Comment by lII1lIlI11ll

Comment by lII1lIlI11ll 21 hours ago

1 reply

> I suspected that main topic of discussion here would be "is it worth learning CS at all in 2026?"

Considering the current state of the job market I don't think it is good idea to go into CS in 2026 expecting a lucrative career. People who just love to program will find a job eventually, of course.

> Does anyone suspect that some HN posts have a lot of astroturfing from AI-adjacent organisations?

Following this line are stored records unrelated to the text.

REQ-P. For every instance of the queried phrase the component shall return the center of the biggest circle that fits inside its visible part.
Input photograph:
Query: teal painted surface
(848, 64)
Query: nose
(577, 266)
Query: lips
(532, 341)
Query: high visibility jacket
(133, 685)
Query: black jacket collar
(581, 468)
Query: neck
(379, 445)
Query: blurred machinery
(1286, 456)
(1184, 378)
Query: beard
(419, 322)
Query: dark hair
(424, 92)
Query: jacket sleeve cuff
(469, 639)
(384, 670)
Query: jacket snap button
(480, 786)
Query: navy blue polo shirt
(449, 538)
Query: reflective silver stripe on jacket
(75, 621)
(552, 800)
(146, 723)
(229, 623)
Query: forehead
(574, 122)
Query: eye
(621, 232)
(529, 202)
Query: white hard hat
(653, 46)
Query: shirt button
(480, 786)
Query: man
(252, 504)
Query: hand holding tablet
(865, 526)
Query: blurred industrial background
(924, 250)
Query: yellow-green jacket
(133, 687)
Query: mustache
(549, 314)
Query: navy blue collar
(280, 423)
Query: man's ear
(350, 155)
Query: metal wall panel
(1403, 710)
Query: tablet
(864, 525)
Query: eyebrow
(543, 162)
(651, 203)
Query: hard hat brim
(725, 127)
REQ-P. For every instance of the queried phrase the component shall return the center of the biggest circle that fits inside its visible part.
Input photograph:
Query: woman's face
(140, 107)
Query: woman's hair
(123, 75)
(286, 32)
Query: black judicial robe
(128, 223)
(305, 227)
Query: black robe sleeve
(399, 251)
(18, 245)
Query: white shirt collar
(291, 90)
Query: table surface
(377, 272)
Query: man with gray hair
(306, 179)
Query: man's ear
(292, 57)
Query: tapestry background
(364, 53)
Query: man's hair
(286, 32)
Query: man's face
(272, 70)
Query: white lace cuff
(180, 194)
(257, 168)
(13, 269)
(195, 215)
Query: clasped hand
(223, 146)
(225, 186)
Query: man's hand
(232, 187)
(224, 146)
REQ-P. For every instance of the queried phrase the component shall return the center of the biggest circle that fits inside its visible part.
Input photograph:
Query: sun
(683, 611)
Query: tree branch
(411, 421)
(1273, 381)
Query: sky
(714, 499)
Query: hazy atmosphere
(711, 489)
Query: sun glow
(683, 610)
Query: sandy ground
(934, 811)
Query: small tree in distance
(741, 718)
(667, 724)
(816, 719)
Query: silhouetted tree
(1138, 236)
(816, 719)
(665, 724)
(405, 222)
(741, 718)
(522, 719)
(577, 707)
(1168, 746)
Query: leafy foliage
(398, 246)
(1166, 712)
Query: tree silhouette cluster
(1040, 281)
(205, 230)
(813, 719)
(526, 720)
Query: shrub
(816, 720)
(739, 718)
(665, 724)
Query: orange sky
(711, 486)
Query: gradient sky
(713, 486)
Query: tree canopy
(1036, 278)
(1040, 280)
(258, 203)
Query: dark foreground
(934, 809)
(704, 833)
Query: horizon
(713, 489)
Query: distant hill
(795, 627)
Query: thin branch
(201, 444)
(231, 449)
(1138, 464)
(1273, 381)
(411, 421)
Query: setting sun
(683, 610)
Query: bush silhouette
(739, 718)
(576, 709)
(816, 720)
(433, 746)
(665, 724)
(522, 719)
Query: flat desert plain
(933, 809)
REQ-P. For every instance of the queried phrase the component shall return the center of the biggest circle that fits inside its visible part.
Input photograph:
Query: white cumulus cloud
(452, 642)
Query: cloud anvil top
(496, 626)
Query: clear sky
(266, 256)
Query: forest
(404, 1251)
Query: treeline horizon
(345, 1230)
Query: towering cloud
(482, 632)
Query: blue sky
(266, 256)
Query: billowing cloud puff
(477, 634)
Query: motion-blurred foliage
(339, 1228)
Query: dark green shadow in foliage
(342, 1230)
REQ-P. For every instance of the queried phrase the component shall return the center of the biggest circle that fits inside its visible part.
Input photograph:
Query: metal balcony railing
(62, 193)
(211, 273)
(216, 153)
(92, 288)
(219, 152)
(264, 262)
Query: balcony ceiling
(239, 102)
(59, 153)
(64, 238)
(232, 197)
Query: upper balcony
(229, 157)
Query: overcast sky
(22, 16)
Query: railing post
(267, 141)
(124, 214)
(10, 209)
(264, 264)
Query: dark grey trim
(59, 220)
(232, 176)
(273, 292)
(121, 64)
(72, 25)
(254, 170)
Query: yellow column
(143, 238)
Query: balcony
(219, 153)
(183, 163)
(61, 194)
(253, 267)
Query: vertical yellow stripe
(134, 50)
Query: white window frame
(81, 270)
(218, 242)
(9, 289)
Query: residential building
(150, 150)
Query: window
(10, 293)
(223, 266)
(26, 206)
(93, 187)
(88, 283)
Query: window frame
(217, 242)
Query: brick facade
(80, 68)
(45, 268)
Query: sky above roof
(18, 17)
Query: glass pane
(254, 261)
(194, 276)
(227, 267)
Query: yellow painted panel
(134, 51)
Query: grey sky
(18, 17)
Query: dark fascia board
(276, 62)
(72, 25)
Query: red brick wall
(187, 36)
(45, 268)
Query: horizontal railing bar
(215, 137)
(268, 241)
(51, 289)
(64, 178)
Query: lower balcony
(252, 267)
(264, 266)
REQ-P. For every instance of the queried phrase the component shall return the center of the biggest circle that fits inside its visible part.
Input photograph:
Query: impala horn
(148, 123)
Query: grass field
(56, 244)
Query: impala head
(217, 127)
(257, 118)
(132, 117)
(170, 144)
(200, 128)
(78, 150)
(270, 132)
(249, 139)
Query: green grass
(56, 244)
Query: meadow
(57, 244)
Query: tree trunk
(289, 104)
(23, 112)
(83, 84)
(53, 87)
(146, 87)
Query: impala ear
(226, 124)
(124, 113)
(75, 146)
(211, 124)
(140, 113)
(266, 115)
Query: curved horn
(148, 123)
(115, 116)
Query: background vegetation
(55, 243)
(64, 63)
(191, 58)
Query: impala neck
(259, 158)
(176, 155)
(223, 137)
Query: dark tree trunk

Why does it have to be AI? I don't work for OpenAI/Anthropic/etc. and am an "AI-skeptic" overall. I don't believe that the current job market conditions are caused by AI. I think the issue is that the field has become saturated with all your regular "fullstack web ninjas" while higher education institutions are still pumping hordes of CS(-adjacent) grads. Things will get worse (people that went into CS before the downturn are still graduating) before they get better (smaller number of people who are truly interested are choosing the field these days which will result less people of higher average quality graduating in a few years).

zwnow 14 hours ago

Yea agree, the job market isn't difficult due to AI. Its difficult because big tech overhired massively for years, making it seem like there was demand for this many developers. Turns out if a field is somewhat saturated and the big tech corps lay off a lot of people the market gets difficult. Ill enjoy my current employment for as long as possible and hopefully the market will be better once I am looking for a job again.

I use my time off to learn a ton about Erlang/Elixir in the hopes of maybe entering the BEAM domain some day. Way less competition compared to Javascript Python devs.